The University of Chicago in Illinois said in a statement Sep 25 that the suspension of talks to renew the contract with the CI was made in response to recent comments in a Chinese-language newspaper that implied the university had kowtowed to the Chinese government, reported online.wsj.com Sep 26. The existing contract expires on Sep 29.

The Chinese government’s funding and control of the CIs is made through its arm called Harban. The report quoted the university’s statement as saying: “The University and Hanban have engaged in several months of good faith efforts and steady progress toward a new agreement. However, recently published comments about UChicago in an article about the director-general of Hanban are incompatible with a continued equal partnership.”

In the spring of this year, 110 University of Chicago faculties signed a petition expressing opposition to the continued arrangement and concern over the Chinese government’s role in directing curriculum for the center. Topics like Taiwan, Tibet and Falun Gong are generally considered taboo, faculties at that school and others were reported to have alleged.

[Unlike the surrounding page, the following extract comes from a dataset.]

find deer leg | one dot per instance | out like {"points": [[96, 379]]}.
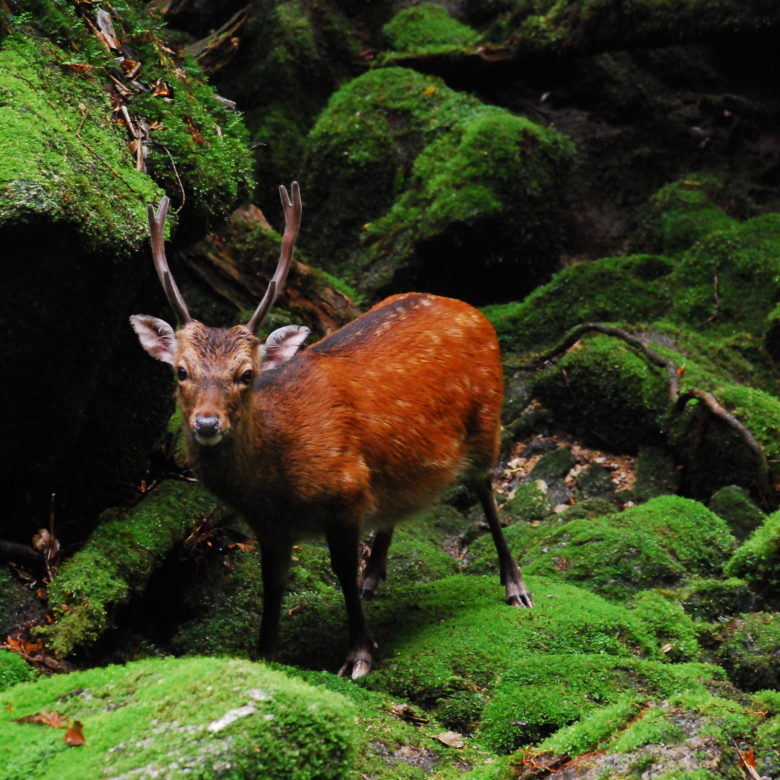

The qz.com report noted that the university’s move reflected rising concern in the US and elsewhere over the more than 1,000 CIs in more than 120 countries. While being similar to other government-affiliated cultural outreach programs, such as France’s Alliance Française or Germany’s Goethe Institute, Confucius Institutes are unusual in that they are attached to college campuses.

CIs are now facing growing criticism and boycott due to its agenda of focusing on the Chinese government’s political aims. The report noted that in Canada the Toronto District School Board had delayed its partnership with the institute to offer classes to students, and in June, the American Association of University Professors had called on universities in the country to cancel their contracts with the institutes unless standards for academic freedom are met. Also, last year, the McMaster University in Canada shut down its CI after the latter dismissed a teacher who was a follower of the Falun Gong, a spiritual group that is banned in China, the report noted.

The report said that American parents, teachers, and academics had been especially worried about the influence of CIs. Some of the concerns were about political censorship—topics such as Tibet, Taiwan, the Tiananmen massacre, or human rights violations in China are off limits in the classes, it said.

In many host campuses, most or even all of the Chinese language and culture classes are run by the CI, which supplies its own teachers, teaching material, and a finding of around $100,000 per institute per year from the Chinese government. And the teachers and the curriculum are all approved by Beijing.

Nevertheless, on the whole, given the Chinese government’s generous funding, the expansion of the CIs doesn’t appear to be losing steam, the report noted. It said that just very recently, the University of Cyprus opened a CI and in May the US College board signed a partnership to open 20 Confucius programs at K-12 schools. The report cited Chinese officials as saying expanding the CI’s reach was a priority.